I'm on developing python chatting bot framework with asyncio
. But I watch PEP-492 and there is new syntax, async
/await
and finally it accepted.
I like async
/await
syntax and I want to use it. but I worry about 3.4 backwords compatibility.
If I use new syntax in my code, someone can use it in 3.4?
For example, I write some code like this,
import asyncio
class ChatBot:
def __init__(self, loop):
self.loop = loop
async def connect(self):
self.reader, self.writer = await asyncio.open_connect(HOST, PORT, loop=self.loop)
async def read():
return await self.reader.read()
async def run(self):
running = True
while running:
try:
await self.connect()
line = await self.read()
if not line:
continue
await self.parse(line)
except BotInternalError as e:
if e.stop:
running = False
break
except:
pass
async def parse(self, msg):
if msg.startswith('PING'):
self.pong()
elif msg.startswith('ERROR'):
self.error()
else:
await self.some_work(msg)
async def some_work(self, msg):
# some looooooooong works
self.send(msg)
def send(self, msg):
self.writer.write(msg)
Than, I can use it with this source in py35
loop = asyncio.get_event_loop() # I don't know it really needed in py35.
bot = ChatBot(loop)
asyncio.run_until_complete(bot.run())
But, py34 don't have await
syntax. If I uploaded above source at PyPI without version constraint and someone installed it on py34, It'll work fine? How can I keep it?
Python 3 is not backwards compatible with Python 2, so your code may need to be adapted.
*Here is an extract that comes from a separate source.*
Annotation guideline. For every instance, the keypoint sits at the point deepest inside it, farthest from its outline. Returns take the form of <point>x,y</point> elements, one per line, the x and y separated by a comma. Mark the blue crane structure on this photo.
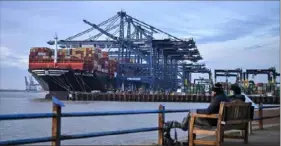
<point>155,63</point>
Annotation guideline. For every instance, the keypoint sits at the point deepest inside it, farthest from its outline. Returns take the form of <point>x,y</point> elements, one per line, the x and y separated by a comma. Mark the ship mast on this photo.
<point>56,45</point>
Please start migrating your existing your existing Python 2 code to Python 3.
The Python language does not generally provide backward compatibility.
The async keyword is used to create a Python coroutine. The await keyword suspends execution of a coroutine until it completes and returns the result data. The await keywords only works within an async function.
asyncio is used as a foundation for multiple Python asynchronous frameworks that provide high-performance network and web-servers, database connection libraries, distributed task queues, etc. asyncio is often a perfect fit for IO-bound and high-level structured network code.
If you need to support Python 3.4 in your code, you'll need to use the old @asyncio.coroutine
/yield from
style syntax. There's no way to support the async
/await
syntax without running 3.5; you'll get a SyntaxError
at compilation time on 3.4 or lower.
The only thing that takes advantage of the new features you can do in a backwards-compatible way is add the various __a*__
methods to your classes where appropriate (__aiter__
, __aenter__
, __aexit__
, etc.), using the yield from
coroutine syntax. That way, your objects can support async with
/async for
statements, so that users of your library running Python 3.5 could take advantage of the new features.
For example, this class can be used with async with
, but won't break when run on Python 3.4:
import asyncio
class Test:
def __enter__(self):
return self
def __exit__(self, *args):
print("arg")
@asyncio.coroutine
def __aenter__(self):
yield from self.init_state()
return self
@asyncio.coroutine
def init_state(self):
yield from asyncio.sleep(2) # Pretend this is real initialization
@asyncio.coroutine
def __aexit__(self, *args):
return self.__exit__(self, *args)
On Python 3.5:
import asyncio
from test import Test
async def main():
print("entering with")
async with Test() as t:
print("in here")
loop = asyncio.get_event_loop()
loop.run_until_complete(main())
On Python 3.4
import asyncio
from test import Test
@asyncio.coroutine
def oldmain():
print("entering with")
with Test() as t:
yield from t.init_state()
print("in here")
loop = asyncio.get_event_loop()
loop.run_until_complete(oldmain())
This probably isn't useful if you're writing an application that uses asyncio
, but if you're developing a library or framework intended to be used by other developers, it's worth doing.
If you love us? You can donate to us via Paypal or buy me a coffee so we can maintain and grow! Thank you!